When the city adopted a minority-hiring plan for public safety jobs, for instance, it was the unions representing D.C. police and firefighters that complained to Congress. When the City Council was still debating sharp cuts in the costly workman's compensation program, lobbyists for local labor unions were taking congressional staff members to lunch to outline their objections.

And when the council passed the sexual assault bill, the first request for Congress to overturn it came from local Baptist ministers and citizens groups.

"I reject the idea that the elected officials know what's best for the people of this city,"said Everett Scott, a spokesman for the D.C. Federation of Civic Associations, a longtime coalition of neighborhood organizations that opposed the bill. Scott said the group supports home rule. But, he added, "We have a right as citizens to go to whoever we can to redress our grievances."

"The principle of home rule is only sacred to The Washington Post and some D.C. politicians," said Rep. Charles Wilson (D-Tex.), who presided over the city's budget for two years as an appropriations subcommittee chairman. "I get far more calls from D.C. residents who say, 'Go get 'em.' And the business community in particular looks at Congress as the last line of defense."

The conservative tide has swept out some of the city's local allies, such as former representative Herbert E. Harris (D-Va.). Harris has been replaced by Republican Stanford E. Parris, who has become one of the most frequent thorns in the city's side.
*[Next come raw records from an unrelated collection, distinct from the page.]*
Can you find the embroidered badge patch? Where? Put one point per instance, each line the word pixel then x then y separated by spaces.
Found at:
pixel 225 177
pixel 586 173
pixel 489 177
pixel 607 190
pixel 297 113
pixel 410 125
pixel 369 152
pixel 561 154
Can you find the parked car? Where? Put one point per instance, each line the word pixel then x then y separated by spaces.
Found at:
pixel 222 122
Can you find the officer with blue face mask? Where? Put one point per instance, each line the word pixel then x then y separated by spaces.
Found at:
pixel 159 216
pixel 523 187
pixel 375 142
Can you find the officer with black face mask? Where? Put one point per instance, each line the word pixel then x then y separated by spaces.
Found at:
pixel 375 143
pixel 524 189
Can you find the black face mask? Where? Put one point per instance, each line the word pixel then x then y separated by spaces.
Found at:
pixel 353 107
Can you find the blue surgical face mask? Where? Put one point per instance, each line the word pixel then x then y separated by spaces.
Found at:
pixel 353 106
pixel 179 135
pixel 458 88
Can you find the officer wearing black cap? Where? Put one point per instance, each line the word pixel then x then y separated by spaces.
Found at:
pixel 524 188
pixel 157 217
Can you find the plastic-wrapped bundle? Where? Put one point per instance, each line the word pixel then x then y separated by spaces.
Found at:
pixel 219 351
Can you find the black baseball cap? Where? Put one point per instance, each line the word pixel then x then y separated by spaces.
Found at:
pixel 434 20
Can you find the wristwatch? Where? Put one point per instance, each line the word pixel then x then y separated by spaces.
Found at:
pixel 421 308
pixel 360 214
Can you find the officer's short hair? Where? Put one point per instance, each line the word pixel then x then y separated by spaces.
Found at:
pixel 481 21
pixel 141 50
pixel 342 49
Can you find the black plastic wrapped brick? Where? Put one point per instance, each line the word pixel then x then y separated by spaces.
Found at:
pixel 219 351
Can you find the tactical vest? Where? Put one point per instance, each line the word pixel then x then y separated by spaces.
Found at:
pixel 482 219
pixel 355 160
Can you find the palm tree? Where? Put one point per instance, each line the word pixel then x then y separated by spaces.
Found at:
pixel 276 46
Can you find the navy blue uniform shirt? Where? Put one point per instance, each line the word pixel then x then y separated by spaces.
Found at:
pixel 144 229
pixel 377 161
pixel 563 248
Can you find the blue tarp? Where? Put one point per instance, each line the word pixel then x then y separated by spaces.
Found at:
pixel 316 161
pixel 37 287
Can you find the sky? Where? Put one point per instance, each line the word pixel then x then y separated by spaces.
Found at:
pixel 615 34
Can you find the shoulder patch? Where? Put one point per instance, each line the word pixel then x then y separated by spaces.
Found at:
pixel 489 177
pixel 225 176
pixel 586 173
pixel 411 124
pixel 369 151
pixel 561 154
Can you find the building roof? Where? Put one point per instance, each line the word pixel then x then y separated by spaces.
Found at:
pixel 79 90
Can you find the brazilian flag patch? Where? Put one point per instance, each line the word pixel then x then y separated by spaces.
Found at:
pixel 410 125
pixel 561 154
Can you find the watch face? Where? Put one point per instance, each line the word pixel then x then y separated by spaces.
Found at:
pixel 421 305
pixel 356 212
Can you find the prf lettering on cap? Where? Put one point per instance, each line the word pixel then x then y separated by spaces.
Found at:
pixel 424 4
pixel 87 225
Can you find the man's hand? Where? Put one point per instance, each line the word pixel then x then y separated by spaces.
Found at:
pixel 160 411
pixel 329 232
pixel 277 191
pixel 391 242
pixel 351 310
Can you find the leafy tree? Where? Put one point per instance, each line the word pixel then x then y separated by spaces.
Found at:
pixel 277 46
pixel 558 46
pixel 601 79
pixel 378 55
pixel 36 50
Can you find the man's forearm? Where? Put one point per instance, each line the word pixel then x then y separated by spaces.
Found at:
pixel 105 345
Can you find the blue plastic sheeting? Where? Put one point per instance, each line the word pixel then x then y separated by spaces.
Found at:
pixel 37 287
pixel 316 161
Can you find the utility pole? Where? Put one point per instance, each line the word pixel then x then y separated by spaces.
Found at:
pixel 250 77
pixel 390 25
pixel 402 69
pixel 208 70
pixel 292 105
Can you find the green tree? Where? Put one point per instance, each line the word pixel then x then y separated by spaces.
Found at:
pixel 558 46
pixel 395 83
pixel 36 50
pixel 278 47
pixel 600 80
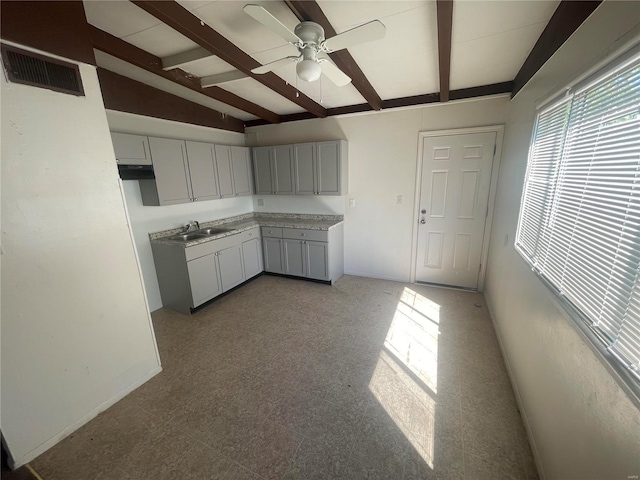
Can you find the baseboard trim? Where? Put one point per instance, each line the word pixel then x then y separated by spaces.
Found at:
pixel 15 463
pixel 514 386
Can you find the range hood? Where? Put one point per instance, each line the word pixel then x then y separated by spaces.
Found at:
pixel 136 172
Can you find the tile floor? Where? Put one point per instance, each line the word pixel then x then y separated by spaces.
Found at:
pixel 287 379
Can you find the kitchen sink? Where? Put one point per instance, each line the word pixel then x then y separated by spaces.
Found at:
pixel 213 230
pixel 186 237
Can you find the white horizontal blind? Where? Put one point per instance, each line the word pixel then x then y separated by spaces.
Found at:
pixel 579 223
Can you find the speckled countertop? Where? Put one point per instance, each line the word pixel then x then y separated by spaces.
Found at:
pixel 247 221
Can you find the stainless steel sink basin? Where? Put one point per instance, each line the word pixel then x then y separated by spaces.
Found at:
pixel 214 230
pixel 186 237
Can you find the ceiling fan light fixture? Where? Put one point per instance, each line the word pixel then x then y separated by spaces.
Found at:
pixel 308 70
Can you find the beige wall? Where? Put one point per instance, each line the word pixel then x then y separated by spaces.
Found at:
pixel 153 219
pixel 76 332
pixel 383 154
pixel 582 423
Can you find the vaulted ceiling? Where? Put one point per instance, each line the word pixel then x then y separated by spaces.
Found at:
pixel 203 51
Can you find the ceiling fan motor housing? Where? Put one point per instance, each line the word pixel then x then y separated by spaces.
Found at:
pixel 310 33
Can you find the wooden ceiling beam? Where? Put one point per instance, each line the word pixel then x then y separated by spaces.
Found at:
pixel 445 26
pixel 569 15
pixel 118 48
pixel 184 22
pixel 309 10
pixel 414 101
pixel 126 95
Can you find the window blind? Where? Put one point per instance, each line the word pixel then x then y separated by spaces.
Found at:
pixel 579 223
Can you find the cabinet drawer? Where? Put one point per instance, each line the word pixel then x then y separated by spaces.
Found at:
pixel 272 232
pixel 302 234
pixel 249 234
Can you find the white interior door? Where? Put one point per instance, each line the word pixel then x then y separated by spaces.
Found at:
pixel 454 194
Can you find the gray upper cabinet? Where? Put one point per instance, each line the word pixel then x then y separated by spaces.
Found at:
pixel 282 170
pixel 304 162
pixel 273 170
pixel 131 149
pixel 331 168
pixel 234 170
pixel 241 168
pixel 172 184
pixel 303 169
pixel 262 170
pixel 225 170
pixel 202 171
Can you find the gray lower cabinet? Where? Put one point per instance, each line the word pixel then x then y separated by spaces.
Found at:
pixel 231 267
pixel 191 276
pixel 204 278
pixel 316 254
pixel 272 254
pixel 252 256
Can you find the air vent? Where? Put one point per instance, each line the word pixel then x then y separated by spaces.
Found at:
pixel 39 71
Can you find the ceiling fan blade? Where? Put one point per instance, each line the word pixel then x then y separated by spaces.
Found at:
pixel 271 22
pixel 368 32
pixel 333 73
pixel 268 67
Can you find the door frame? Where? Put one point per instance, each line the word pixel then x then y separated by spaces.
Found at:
pixel 495 169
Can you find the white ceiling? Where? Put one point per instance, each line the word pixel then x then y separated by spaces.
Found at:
pixel 490 42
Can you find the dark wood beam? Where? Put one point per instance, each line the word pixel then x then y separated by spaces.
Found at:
pixel 107 43
pixel 445 24
pixel 414 101
pixel 55 27
pixel 310 11
pixel 126 95
pixel 482 91
pixel 569 15
pixel 184 22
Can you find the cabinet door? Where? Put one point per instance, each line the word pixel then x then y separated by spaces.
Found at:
pixel 204 279
pixel 231 268
pixel 171 170
pixel 282 170
pixel 241 167
pixel 131 149
pixel 252 257
pixel 272 255
pixel 317 254
pixel 262 171
pixel 202 171
pixel 225 170
pixel 328 168
pixel 294 257
pixel 304 162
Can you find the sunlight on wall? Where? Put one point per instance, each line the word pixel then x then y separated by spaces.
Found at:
pixel 405 378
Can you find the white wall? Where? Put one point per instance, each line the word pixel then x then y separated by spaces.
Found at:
pixel 383 154
pixel 582 423
pixel 152 219
pixel 76 332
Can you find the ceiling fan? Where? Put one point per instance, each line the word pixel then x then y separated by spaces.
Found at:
pixel 308 38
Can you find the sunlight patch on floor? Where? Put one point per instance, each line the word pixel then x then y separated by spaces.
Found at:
pixel 412 345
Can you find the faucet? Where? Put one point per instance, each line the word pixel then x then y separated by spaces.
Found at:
pixel 192 226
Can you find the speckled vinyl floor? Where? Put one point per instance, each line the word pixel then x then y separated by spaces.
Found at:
pixel 287 379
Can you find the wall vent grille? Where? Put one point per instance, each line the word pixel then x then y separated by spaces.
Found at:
pixel 39 71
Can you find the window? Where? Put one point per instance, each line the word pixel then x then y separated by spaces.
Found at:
pixel 579 223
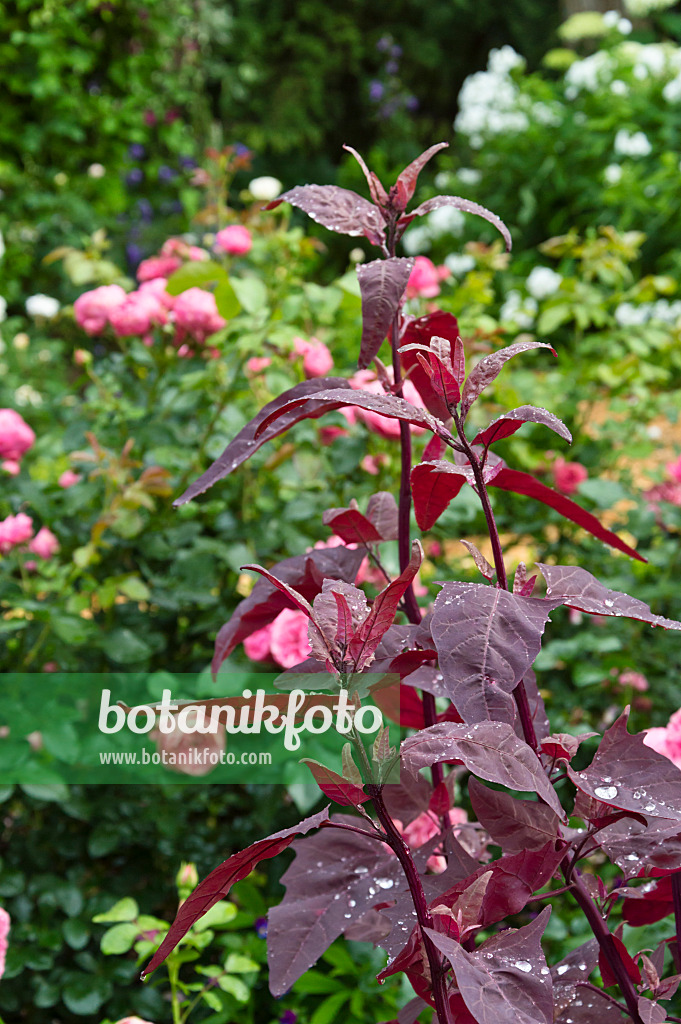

It was Parris, for example, who held up the D.C. budget for weeks to block the city's plan to ship its sludge to Fairfax County.

"I use any means I can get my hands on to get the city to focus attention on these problems," Parris said. "If there's one problem I have with the Barry administration, it's that they tend to be indifferent as to how their proposals play on Capitol Hill."

Several legislators said they frequently detect an undercurrent of race when Congress discusses the problems of the District's black urban government. Some contend that city officials are often the first to raise the issue during a dispute, but most observers say that this attitude isn't nearly as overt or as widespread on the Hill as it was 20 years ago.

"The Moral Majority types won't say that you supported the right of self-determination for a primarily black city -- that would be too blatantly racist," said Sen. Patrick J. Leahy (D-Vt.). "Instead they attack you for throwing money away or for advocating a sexual Sodom and Gomorrah in D.C."

Those legislators who take up the District's cause invariably feel the heat back home. Leahy, who until this year presided over the Senate D.C. budget subcommittee, says his support for the city's right to spend local money on abortions was used against him in ads in last year's election.

Even the White House has adopted a different posture toward home rule. Former president Jimmy Carter frequently supported the District on the Hill, and in 1977 named a task force headed by vice president Walter Mondale that endorsed a list of recommendations, ranging from full voting representation in Congress to allowing the mayor to appoint local judges.

President Reagan said during the 1980 campaign that he was leaning against such measures, and a White House spokesman said recently that Reagan has taken no position on home rule and has no plans to look into the subject.

At least one group is not at all surprised by the recent setbacks on Capitol Hill -- the D.C. Statehood Party, which actively campaigned against the home rule measure in 1973.

"I liken the city's status to that of a slave who has had both of his arms and feet manacled," said Charles I. Cassell, a longtime statehood activist. "When the master unshackles one foot, the slave is expected to be grateful. But the slave is not free."